Redux: Scaling LaunchDarkly From 4 to 200 Billion Feature Flags Daily

5,172
LaunchDarkly
Serving over 200 billion feature flags daily to help software teams build better software, faster. LaunchDarkly helps eliminate risk for developers and operations teams from the software development cycle.

Written By John Kodumal, CTO and Co-Founder, LaunchDarkly


Background

LaunchDarkly is a feature management platform—we make it easy for software teams to adopt feature flags, helping them eliminate risk in their software development cycles. When we first wrote about our stack, we served about 4 billion feature flags a day. Last month, we averaged over 200 billion flags daily. To me, that's a mind-boggling number, and a testament to the degree to which we're able to change the way teams do software development. Some additional metrics:

  • Our global P99 flag update latency (the time it takes for a feature flag change on our dashboard to be reflected in your application) is under 500ms
  • Our primary Elasticsearch cluster indexes 175M+ docs / day
  • At daily peak, 1.5 million+ mobile devices and browsers and 500k+ servers are connected to our streaming APIs
  • Our event ingestion pipeline processes 40 billion events per day

We've scaled all our services through a process of gradual evolution, with an occasional bit of punctuated equilibrium. We've never re-written a service from scratch, nor have we ever had to completely re-architect any of our services (we did migrate one service from a SaaS provider to a homegrown; more on that later). In fact, from a high level, our stack is very similar to what we described in our earlier post:

  • A Go monolith that serves our REST API and UI (JS / React)
  • A Go microservice that powers our streaming API
  • An event ingestion / transformation pipeline implemented as a set of Go microservices

We use AWS as our cloud provider, and Fastly as our CDN.

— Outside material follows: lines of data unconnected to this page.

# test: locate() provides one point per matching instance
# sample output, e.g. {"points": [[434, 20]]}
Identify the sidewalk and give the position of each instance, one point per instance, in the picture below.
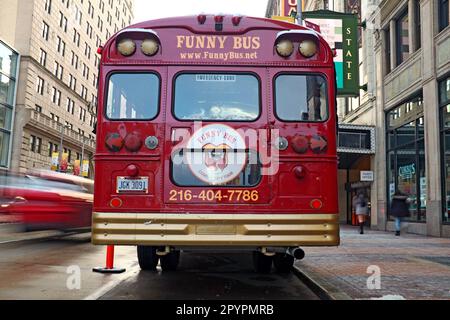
{"points": [[411, 266]]}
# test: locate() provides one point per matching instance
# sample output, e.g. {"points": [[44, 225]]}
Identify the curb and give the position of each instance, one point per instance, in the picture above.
{"points": [[38, 238], [320, 287]]}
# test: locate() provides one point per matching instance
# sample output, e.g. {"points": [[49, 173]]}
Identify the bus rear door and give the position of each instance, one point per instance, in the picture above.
{"points": [[217, 139]]}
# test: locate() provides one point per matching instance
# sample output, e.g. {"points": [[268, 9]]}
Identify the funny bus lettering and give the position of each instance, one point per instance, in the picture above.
{"points": [[239, 47]]}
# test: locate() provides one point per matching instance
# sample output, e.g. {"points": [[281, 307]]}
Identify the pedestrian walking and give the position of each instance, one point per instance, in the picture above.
{"points": [[361, 205], [399, 209]]}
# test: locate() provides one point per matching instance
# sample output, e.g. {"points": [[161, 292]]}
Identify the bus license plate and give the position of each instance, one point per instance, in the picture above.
{"points": [[132, 185]]}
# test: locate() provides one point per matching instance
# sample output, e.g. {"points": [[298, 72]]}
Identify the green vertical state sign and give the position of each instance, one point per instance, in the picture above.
{"points": [[340, 30]]}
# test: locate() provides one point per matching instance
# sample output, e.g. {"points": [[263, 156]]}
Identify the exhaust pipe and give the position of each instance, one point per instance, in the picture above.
{"points": [[297, 253]]}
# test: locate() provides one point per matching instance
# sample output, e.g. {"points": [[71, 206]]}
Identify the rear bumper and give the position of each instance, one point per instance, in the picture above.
{"points": [[215, 229]]}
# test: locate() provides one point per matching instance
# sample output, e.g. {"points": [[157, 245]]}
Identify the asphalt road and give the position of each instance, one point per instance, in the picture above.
{"points": [[62, 269]]}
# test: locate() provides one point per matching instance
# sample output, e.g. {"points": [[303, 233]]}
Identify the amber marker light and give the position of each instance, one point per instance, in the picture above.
{"points": [[126, 47], [150, 47], [285, 48], [308, 48]]}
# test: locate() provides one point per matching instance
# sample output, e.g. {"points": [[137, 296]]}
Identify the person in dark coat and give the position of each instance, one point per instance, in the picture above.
{"points": [[399, 209]]}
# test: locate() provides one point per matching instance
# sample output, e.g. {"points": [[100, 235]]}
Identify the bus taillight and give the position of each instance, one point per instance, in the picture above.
{"points": [[133, 142], [132, 170]]}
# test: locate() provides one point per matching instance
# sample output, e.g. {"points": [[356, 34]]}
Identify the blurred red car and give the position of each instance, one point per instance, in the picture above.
{"points": [[46, 200]]}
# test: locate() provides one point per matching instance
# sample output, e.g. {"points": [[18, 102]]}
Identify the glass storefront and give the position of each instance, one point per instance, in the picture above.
{"points": [[8, 68], [444, 103], [406, 156]]}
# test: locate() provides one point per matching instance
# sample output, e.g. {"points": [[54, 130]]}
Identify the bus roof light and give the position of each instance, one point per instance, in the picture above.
{"points": [[285, 48], [150, 47], [307, 48]]}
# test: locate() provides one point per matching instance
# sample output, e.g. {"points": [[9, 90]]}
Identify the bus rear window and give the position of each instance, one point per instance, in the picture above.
{"points": [[301, 98], [133, 96], [225, 97]]}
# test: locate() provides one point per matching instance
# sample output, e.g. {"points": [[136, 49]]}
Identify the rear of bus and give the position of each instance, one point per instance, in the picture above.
{"points": [[216, 132]]}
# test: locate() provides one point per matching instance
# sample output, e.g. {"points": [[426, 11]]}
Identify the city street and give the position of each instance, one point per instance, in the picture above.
{"points": [[39, 270]]}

Let's talk about some of the changes we've made to scale these systems.

Buy first, build if necessary

Over the past year, we've shifted our philosophy on managed services and have moved several critical parts of our infrastructure away from self-managed options. The most prominent was our shift away from HAProxy to AWS's managed application load balancers (ALBs). As we scaled, managing our HAProxy fleet became a larger and larger burden. We spent a significant amount of time tuning our configuration files and benchmarking different EC2 instance types to maximize throughput. Emerging needs like DDoS protection and auto scaling turned into large projects that we needed to schedule urgently. Instead of continuing this investment, we chose to shift to managed ALB instances. This was a large project, but it quickly paid for itself as we've nearly eliminated the time spent managing load balancers. We also gained DDoS protection and auto scaling "for free".

As we've evolved or added additional infrastructure to our stack, we've biased towards managed services:

  • Most new backing stores are Amazon RDS instances now. We do use self-managed PostgreSQL with TimescaleDB for time-series data—this is made HA with the use of Patroni and Consul.
  • We also use managed Elasticache instances instead of spinning up EC2 instances to run Redis workloads.
  • In our previous StackShare article, I wrote about a project to incorporate Kafka into our event ingestion pipeline. In keeping with our shift towards managed services, we shifted to Amazon's Kinesis instead of Kafka.

Managed services do have some drawbacks:

  • They're almost never cheaper (in raw dollars) than self-managed alternatives. Pricing is often more opaque, more variable, and hard to predict
  • Much less visibility into the operation, errors, and availability of the service
  • Vendor lock-in

Still, it's a false economy to measure the raw cost of a managed service to an unmanaged service—factor in your team's time and the math is usually pretty clear.

There is one notable case where we've moved from a managed SaaS solution to a homegrown. LaunchDarkly relies on a novel streaming architecture to push feature flag changes out in near real-time. Our SDKs create persistent outbound HTTPS connections to the LaunchDarkly streaming APIs. When you change a feature flag on your dashboard, that change is pushed out using the server-sent events (SSE) protocol. When we initially built our streaming service, we relied heavily on a third-party service, Fanout, to manage persistent connections. Fanout worked well for us, but over time we found that we could introduce domain-specific performance and cost optimizations if we built a custom service for our use case. We created a Go microservice that manages persistent connections and is heavily optimized for the unique workloads associated with feature flag delivery. We use NATS as a message broker to connect our REST API to a fleet of EC2 instances running this microservice. Each of these instances can manage over 50,000 concurrent SSE connections.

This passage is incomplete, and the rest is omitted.